Alfred Sisley gave up a lucrative business career to paint outdoors. Together with Claude Monet, Pierre-Auguste Renoir and Morisot, Sisley helped father the Impressionist movement, but unlike his contemporaries, his work was never highly valued and to this day he remains the forgotten impressionist. What happened to poor Sisley?
Alfred Sisley was raised in Paris in the wealthy family of a luxury importer. His father encouraged him to study business, and sent him to London at age 17 to learn the trade. But in London, Sisley discovered the shimmering seascapes of J. M. W. Turner and John Constable’s pastoral fields. Sisley returned to Paris at 21, intent on studying painting.

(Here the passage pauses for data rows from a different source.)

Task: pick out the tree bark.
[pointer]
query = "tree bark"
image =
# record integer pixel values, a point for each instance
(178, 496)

Back in Paris, Sisley studied painting alongside Renoir, Monet and Frédéric Bazille. The four young artists traveled together, grew disillusioned with the academic expectations of the Salon, and developed the foundations of the new plein air genre of expressive, outdoor painting. Over the next 20 years, Sisley took part in the Impressionist exhibitions of 1874, 1876, 1877, and 1882, making a substantial contributor to the movement.

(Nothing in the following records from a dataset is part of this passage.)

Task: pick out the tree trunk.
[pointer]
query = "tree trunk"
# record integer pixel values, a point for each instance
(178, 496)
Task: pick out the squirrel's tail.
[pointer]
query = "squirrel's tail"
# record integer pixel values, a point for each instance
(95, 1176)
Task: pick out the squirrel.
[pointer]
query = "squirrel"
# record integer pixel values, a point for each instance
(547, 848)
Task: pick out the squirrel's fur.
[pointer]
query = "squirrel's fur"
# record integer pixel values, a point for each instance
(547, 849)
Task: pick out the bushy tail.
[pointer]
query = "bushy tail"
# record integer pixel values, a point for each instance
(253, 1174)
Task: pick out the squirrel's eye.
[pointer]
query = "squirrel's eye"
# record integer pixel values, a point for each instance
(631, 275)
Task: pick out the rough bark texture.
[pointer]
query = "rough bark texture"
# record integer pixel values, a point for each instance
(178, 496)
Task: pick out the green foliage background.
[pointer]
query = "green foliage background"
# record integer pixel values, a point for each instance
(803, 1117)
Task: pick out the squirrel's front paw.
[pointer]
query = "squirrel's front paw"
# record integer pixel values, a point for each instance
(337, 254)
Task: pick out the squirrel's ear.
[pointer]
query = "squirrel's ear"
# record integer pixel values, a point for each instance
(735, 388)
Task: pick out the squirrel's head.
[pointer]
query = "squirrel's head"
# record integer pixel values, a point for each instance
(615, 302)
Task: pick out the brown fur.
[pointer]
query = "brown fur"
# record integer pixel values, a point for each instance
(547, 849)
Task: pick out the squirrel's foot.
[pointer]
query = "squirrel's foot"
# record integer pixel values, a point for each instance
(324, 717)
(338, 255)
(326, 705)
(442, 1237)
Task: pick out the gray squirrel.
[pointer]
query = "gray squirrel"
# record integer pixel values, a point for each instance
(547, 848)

But Sisley’s work was never truly appreciated. Unlike Renoir, who’s paintings hung in the Louvre next to the old masters, or Monet, who was able to buy and build a rural paradise for his family outside of Giverny, Sisley’s work sold poorly, and after the death of his father in 1870, he lived out his career in poverty. Even today, Sisley’s work sells at auction for a fraction of that of his contemporaries, and his life and practice are relatively neglected by scholars and curators alike.
There are a number of possible reasons why Sisley was ignored. Some historians guess that the influence of English painters on his work made it less marketable in France. Sisley also left behind very few documents of his life. A handful of letters and a single sketchbook—all blandly uninformative.
My theory applies to many lesser known artists: Sisley wasn’t interested in innovation, and western art fetishizes change. Through his whole career, Sisley painted landscapes. Serene, meditative landscapes with a careful eye for weather and light. While his contemporaries evolved their styles, pushing and changing Impressionism, Sisley stayed the course, refining and practicing his plein air work. But constancy isn’t highly valued. Historian Robert Rosenblum described his work as having “almost a generic character, an impersonal textbook idea of a perfect Impressionist painting” summing up the dismissal of non-disruptive art.
Much of art history idolizes the rebels and puts innovators on a pedestal. But art history is bigger than first place, and the patent refinement of a single, beautiful idea is worth noticing. So when you look at Sisley’s work, slow down, take it in. Take a moment to appreciate a life of quiet, dedicated practice.